BFGS can be terminated when the size of the estimated gradient is near zero, or using the relative difference of the deviances. The GSL BFGS implementation returns after every line search and after every line search iteration. Computing the deviance each time is too expensive and the change in deviance is too small to make the relative change approach work well. The alternatives are to identify line search completion by examining the sequence of points generated along the line search, or to use the gradient size for termination. The GSL documentation seems to encourage gradient-based termination, and hence this is our chosen termination method.
We do not intend to investigate BFGS-MLE thoroughly in this thesis, and only wish to make a rough comparison of the time it takes to converge to a competitive AUC . To this end we have run twelve experiments on each of our six datasets. These twelve experiments vary three parameters of GSL's BFGS implementation. The first of these is the gradient-termination epsilon gradeps for which we try values 0.01, 0.001 and 0.0001. The second parameter is initalpha, the initial step-length used by the line search. We do not anticipate that BFGS will be particularly sensitive to this parameter since our optimization surface is convex, and we only try values 0.01 and 0.000001 to be certain. The final parameter is lineeps, the tolerance applied to the relative orthogonality of the search direction and the gradient for the current line-search iteration. We were unsure how to tune this parameter, and tested its effect by setting it to 0.01 or 0.000001. All of these parameters are part of the GSL BFGS minimizer. We used the same cgwindow, rrlambda and binitmean settings chosen in our CG-MLE tests.
| ds1 | imdb | citeseer | ds2 | ds1.100pca | ds1.10pca | |||||||
| BFGS-MLE | 0.943 | 258 | 0.983 | 2775 | 0.947 | 755 | 0.716 | 4651 | 0.912 | 403 | 0.831 | 89 |
| CG-MLE | 0.946 | 152 | 0.983 | 469 | 0.946 | 98 | 0.724 | 3784 | 0.916 | 506 | 0.844 | 50 |
| ds1 | imdb | citeseer | ds2 | ds1.100pca | ds1.10pca | |||||||
| BFGS-MLE | 0.940 | 166 | 0.982 | 2628 | 0.947 | 740 | 0.716 | 4651 | 0.911 | 396 | 0.826 | 81 |
| CG-MLE | 0.946 | 152 | 0.983 | 469 | 0.946 | 98 | 0.724 | 3784 | 0.916 | 506 | 0.844 | 50 |
Our experiments confirm that the value of initalpha had little
effect on time or AUC . The same can be said of lineeps, with the
exception of experiments on dataset ds1. It seems likely that a
self-tuning version of lineeps similar to
-cgeps of
Section 5.2.2 would perform adequately. For
gradeps the value 0.01 always produced poor AUC scores, while
there was no obvious pattern to whether 0.001 or 0.0001 would produce
the optimal AUC or speed. Thankfully there was little variation
between AUC and speed for gradeps=0.001 and gradeps=0.0001.
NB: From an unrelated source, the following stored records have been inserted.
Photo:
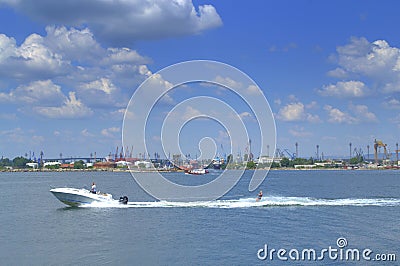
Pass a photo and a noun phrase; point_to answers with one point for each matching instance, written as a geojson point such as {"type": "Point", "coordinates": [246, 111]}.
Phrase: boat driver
{"type": "Point", "coordinates": [259, 196]}
{"type": "Point", "coordinates": [93, 189]}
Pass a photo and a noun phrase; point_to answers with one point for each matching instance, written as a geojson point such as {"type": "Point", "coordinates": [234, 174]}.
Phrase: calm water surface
{"type": "Point", "coordinates": [300, 209]}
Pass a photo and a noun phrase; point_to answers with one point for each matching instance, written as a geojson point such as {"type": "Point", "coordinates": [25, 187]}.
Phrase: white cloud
{"type": "Point", "coordinates": [292, 112]}
{"type": "Point", "coordinates": [342, 89]}
{"type": "Point", "coordinates": [190, 113]}
{"type": "Point", "coordinates": [121, 22]}
{"type": "Point", "coordinates": [245, 115]}
{"type": "Point", "coordinates": [101, 77]}
{"type": "Point", "coordinates": [73, 44]}
{"type": "Point", "coordinates": [358, 113]}
{"type": "Point", "coordinates": [85, 132]}
{"type": "Point", "coordinates": [371, 59]}
{"type": "Point", "coordinates": [253, 90]}
{"type": "Point", "coordinates": [339, 117]}
{"type": "Point", "coordinates": [363, 114]}
{"type": "Point", "coordinates": [123, 56]}
{"type": "Point", "coordinates": [299, 132]}
{"type": "Point", "coordinates": [296, 112]}
{"type": "Point", "coordinates": [72, 108]}
{"type": "Point", "coordinates": [376, 61]}
{"type": "Point", "coordinates": [41, 92]}
{"type": "Point", "coordinates": [229, 82]}
{"type": "Point", "coordinates": [337, 73]}
{"type": "Point", "coordinates": [391, 103]}
{"type": "Point", "coordinates": [110, 132]}
{"type": "Point", "coordinates": [312, 105]}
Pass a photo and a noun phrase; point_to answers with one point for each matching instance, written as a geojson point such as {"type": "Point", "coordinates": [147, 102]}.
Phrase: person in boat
{"type": "Point", "coordinates": [259, 196]}
{"type": "Point", "coordinates": [93, 189]}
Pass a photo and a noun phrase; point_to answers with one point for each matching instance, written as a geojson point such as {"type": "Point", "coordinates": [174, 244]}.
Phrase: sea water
{"type": "Point", "coordinates": [300, 210]}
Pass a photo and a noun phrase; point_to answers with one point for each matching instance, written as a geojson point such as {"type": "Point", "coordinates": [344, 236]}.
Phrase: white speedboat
{"type": "Point", "coordinates": [77, 197]}
{"type": "Point", "coordinates": [196, 172]}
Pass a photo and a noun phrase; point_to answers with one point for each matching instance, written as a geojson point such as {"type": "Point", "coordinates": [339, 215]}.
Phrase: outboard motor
{"type": "Point", "coordinates": [123, 199]}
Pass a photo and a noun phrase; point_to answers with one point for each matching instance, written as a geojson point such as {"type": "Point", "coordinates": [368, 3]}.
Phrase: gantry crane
{"type": "Point", "coordinates": [379, 143]}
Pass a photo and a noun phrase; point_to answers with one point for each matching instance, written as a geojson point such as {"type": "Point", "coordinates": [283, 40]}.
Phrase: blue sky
{"type": "Point", "coordinates": [329, 69]}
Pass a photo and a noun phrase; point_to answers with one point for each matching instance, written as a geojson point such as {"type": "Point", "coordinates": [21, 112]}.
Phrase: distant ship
{"type": "Point", "coordinates": [217, 163]}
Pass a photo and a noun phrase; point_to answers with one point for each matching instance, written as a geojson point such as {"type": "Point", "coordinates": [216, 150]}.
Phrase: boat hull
{"type": "Point", "coordinates": [77, 197]}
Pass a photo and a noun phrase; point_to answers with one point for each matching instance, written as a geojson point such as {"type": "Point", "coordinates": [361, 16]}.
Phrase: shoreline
{"type": "Point", "coordinates": [120, 170]}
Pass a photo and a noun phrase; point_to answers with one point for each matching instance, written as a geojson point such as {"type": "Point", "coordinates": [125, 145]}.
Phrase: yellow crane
{"type": "Point", "coordinates": [379, 143]}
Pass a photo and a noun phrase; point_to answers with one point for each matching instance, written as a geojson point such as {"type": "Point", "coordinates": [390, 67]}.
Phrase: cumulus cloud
{"type": "Point", "coordinates": [229, 82]}
{"type": "Point", "coordinates": [296, 112]}
{"type": "Point", "coordinates": [391, 103]}
{"type": "Point", "coordinates": [110, 132]}
{"type": "Point", "coordinates": [69, 59]}
{"type": "Point", "coordinates": [121, 22]}
{"type": "Point", "coordinates": [362, 113]}
{"type": "Point", "coordinates": [359, 113]}
{"type": "Point", "coordinates": [299, 132]}
{"type": "Point", "coordinates": [376, 61]}
{"type": "Point", "coordinates": [33, 58]}
{"type": "Point", "coordinates": [339, 117]}
{"type": "Point", "coordinates": [337, 73]}
{"type": "Point", "coordinates": [41, 92]}
{"type": "Point", "coordinates": [342, 89]}
{"type": "Point", "coordinates": [72, 108]}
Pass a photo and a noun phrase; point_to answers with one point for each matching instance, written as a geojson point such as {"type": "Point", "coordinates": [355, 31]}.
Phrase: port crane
{"type": "Point", "coordinates": [377, 144]}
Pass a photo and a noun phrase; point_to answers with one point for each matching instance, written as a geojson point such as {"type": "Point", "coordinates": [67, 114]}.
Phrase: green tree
{"type": "Point", "coordinates": [79, 164]}
{"type": "Point", "coordinates": [251, 165]}
{"type": "Point", "coordinates": [285, 162]}
{"type": "Point", "coordinates": [5, 162]}
{"type": "Point", "coordinates": [20, 162]}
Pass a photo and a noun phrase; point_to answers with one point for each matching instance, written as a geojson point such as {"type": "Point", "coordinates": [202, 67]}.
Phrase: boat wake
{"type": "Point", "coordinates": [269, 201]}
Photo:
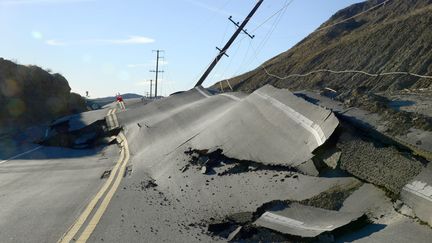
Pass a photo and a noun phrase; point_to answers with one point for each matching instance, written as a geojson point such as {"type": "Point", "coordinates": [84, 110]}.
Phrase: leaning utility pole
{"type": "Point", "coordinates": [157, 69]}
{"type": "Point", "coordinates": [228, 44]}
{"type": "Point", "coordinates": [151, 88]}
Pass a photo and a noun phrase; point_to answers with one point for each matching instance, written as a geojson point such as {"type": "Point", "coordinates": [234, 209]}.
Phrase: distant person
{"type": "Point", "coordinates": [120, 102]}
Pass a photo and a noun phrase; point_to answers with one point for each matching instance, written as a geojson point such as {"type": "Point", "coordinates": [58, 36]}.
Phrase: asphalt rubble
{"type": "Point", "coordinates": [381, 170]}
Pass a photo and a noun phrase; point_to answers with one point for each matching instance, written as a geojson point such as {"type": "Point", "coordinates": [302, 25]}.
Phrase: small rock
{"type": "Point", "coordinates": [203, 170]}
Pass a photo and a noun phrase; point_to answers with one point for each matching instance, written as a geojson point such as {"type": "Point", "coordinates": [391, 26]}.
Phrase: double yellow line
{"type": "Point", "coordinates": [102, 196]}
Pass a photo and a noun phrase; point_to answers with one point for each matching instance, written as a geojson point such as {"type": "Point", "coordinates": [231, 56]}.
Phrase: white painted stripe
{"type": "Point", "coordinates": [231, 96]}
{"type": "Point", "coordinates": [21, 154]}
{"type": "Point", "coordinates": [202, 92]}
{"type": "Point", "coordinates": [116, 124]}
{"type": "Point", "coordinates": [292, 223]}
{"type": "Point", "coordinates": [303, 121]}
{"type": "Point", "coordinates": [420, 189]}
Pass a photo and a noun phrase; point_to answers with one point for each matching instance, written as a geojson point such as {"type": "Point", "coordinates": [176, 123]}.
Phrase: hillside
{"type": "Point", "coordinates": [30, 95]}
{"type": "Point", "coordinates": [396, 36]}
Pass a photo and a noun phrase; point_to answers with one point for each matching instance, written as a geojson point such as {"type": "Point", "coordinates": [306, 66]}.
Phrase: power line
{"type": "Point", "coordinates": [157, 71]}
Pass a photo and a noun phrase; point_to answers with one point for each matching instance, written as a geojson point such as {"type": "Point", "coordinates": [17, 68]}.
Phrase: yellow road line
{"type": "Point", "coordinates": [100, 211]}
{"type": "Point", "coordinates": [68, 236]}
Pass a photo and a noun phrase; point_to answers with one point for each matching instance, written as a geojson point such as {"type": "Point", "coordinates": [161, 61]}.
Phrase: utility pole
{"type": "Point", "coordinates": [240, 28]}
{"type": "Point", "coordinates": [157, 71]}
{"type": "Point", "coordinates": [151, 88]}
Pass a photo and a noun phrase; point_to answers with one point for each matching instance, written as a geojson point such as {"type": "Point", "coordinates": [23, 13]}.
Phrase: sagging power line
{"type": "Point", "coordinates": [223, 51]}
{"type": "Point", "coordinates": [157, 71]}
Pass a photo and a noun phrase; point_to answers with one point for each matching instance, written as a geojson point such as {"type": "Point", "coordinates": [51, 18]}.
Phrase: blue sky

The best results of our experiments with BFGS-MLE are summarized in Tables 5.41 and 5.42. The first of these tables shows the best AUC value obtained over the twelve parameter combinations for each dataset. The second table shows the fastest experiment of the twelve which produces an AUC similar to the best AUC values of the first table. BFGS achieved similar AUC scores to those found by IRLS in Tables 5.19 and 5.20 and CG-MLE in Table 5.37. The fastest times are not competitive with the other algorithms. The times for BFGS experiments with gradeps=0.01 are much faster than those shown in Table 5.42, but some AUC scores in that table are approaching sub-optimal and all scores are miserable once gradeps=0.01.
Our BFGS-MLE experiments lead us to believe that proper tuning and careful attention to detail will not produce significant gains over the other LR methods we have described. We will not explore BFGS-MLE further in this thesis.